Agents take on the day-to-day maintenance work that makes QA costly and time-consuming. Unlike traditional automation that focuses on individual tests, agents can reason about the entire suite. By seeing the greater context, they can spot systemic issues, reduce duplication, and guide maintenance at a higher level. 

They do this by applying their reasoning to the core tasks of QA:

  • Test case generation: Agents translate requirements, specs, or recordings into prompts or executable test cases. 
  • Test data management: Agents handle data seeding, authentication/SSO flows, and secrets so tests run reliably across environments. 
  • Automated execution: Agents orchestrate test runs across browsers, devices, environments, and CI/CD pipelines.
  • Test maintenance and self-healing: Agents repair broken selectors or update tests when applications change, reducing manual upkeep. 
  • Failure triage: Agents classify results as bugs, infrastructure issues, or flaky tests.
  • Debugging support: Agents capture logs, screenshots, and telemetry automatically, giving teams the context they need for faster root-cause analysis.
  • Exploratory testing: Agents probe unscripted flows to uncover issues that scripted cases would miss. 
  • Performance, security, and accessibility testing: Agents extend beyond functional testing to run adaptive load and stress tests, probe for vulnerabilities, and enforce accessibility rules. 

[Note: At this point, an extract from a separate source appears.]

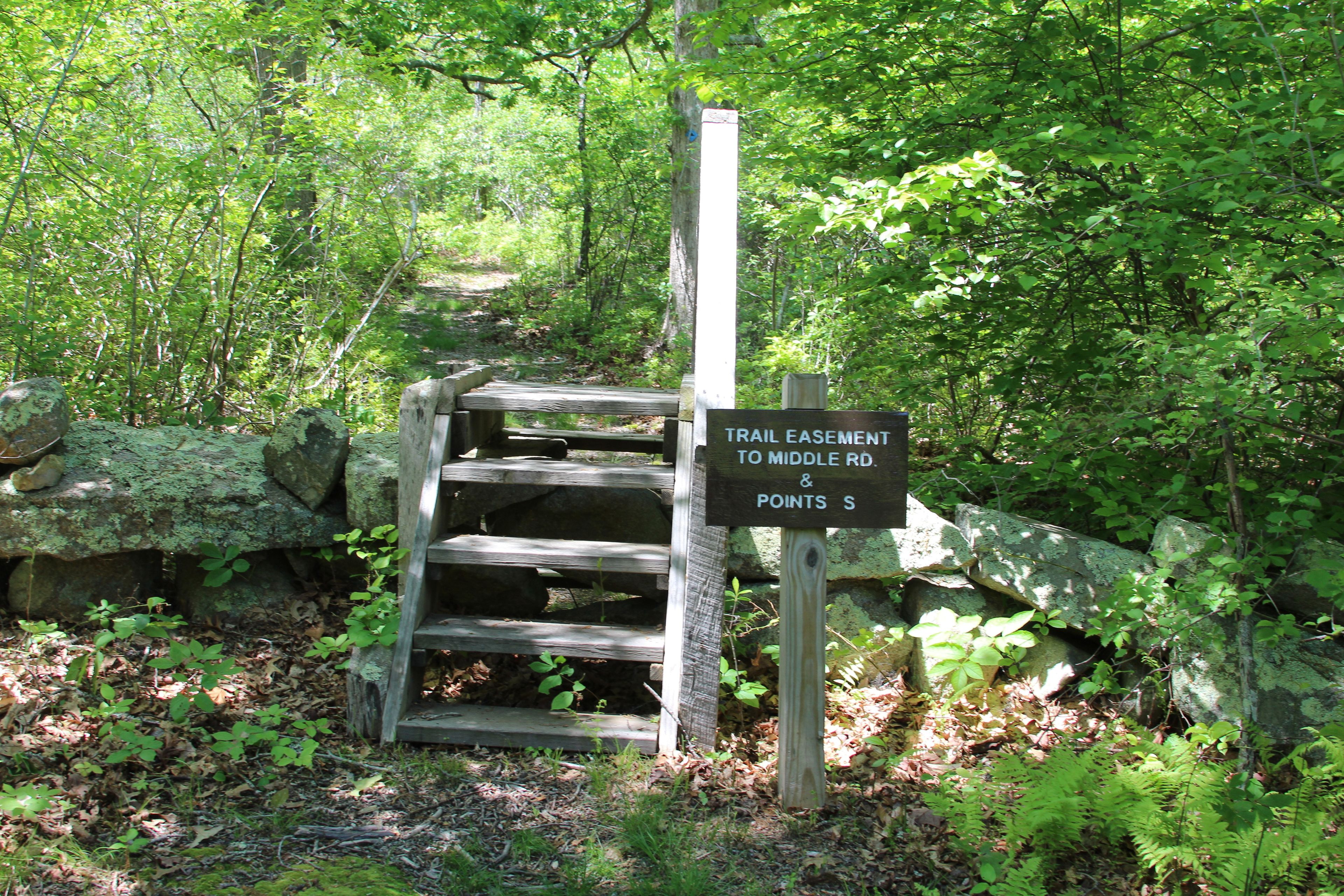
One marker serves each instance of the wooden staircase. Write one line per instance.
(440, 422)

Together, these capabilities result in reduced repetitive effort, expanded coverage, and accurate test suites as products evolve. 

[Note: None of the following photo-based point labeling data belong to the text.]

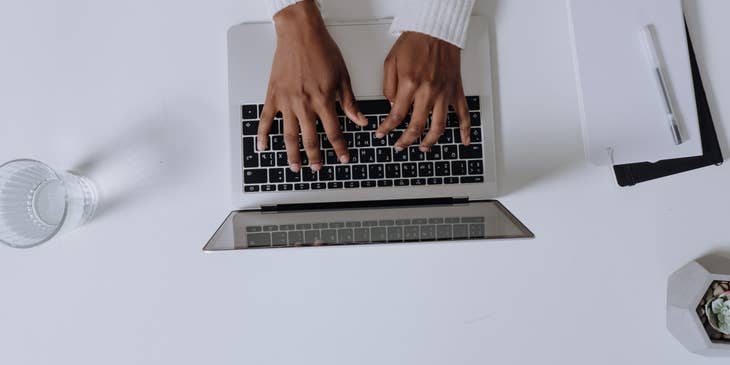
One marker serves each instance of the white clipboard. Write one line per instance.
(622, 113)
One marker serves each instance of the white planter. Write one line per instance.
(685, 292)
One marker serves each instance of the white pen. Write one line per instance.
(661, 81)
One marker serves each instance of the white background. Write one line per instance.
(134, 92)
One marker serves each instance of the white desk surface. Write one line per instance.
(135, 91)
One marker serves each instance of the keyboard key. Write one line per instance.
(361, 235)
(249, 112)
(425, 169)
(250, 158)
(279, 239)
(447, 137)
(293, 177)
(472, 179)
(476, 167)
(329, 236)
(367, 155)
(458, 168)
(476, 119)
(258, 239)
(281, 159)
(392, 171)
(276, 175)
(343, 172)
(309, 175)
(250, 127)
(378, 235)
(450, 152)
(296, 237)
(476, 135)
(362, 139)
(401, 156)
(402, 182)
(416, 154)
(330, 157)
(327, 173)
(409, 170)
(345, 235)
(376, 171)
(411, 233)
(267, 159)
(384, 154)
(471, 151)
(359, 172)
(443, 232)
(395, 234)
(255, 176)
(472, 102)
(277, 143)
(434, 153)
(380, 106)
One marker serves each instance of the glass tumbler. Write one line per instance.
(37, 203)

What specific agents and tools did QA Wolf develop for E2E testing?

To handle the brittleness of E2E testing, QA Wolf built a multi-agent system with more than 150 specialized agents. Each agent is trained for a specific responsibility in creating and maintaining tests, coordinated by an Orchestrator that manages workflows and directs information flow. 

The Outliner generates detailed test plans and AAA outlines by analyzing product tours and capturing client testing goals from audio. The Code Writer turns those outlines into Playwright code, trained on over 700 gym scenarios distilled from 40 million test runs. The Verifier then executes the generated code to ensure it behaves as intended.

Supporting capabilities extend these agents further. Intelligent history summarization captures and condenses what happened at each step, making it easier to track and audit the evolution of a test. A built-in decision layer evaluates all relevant information in real time, much like a QA engineer would when troubleshooting a broken test. 

These agents are built on top of LLMs and extended with QA-specific training and structure, making them flexible enough to adapt while precise enough to handle the unique demands of E2E testing.

How should AI agents be trained and measured?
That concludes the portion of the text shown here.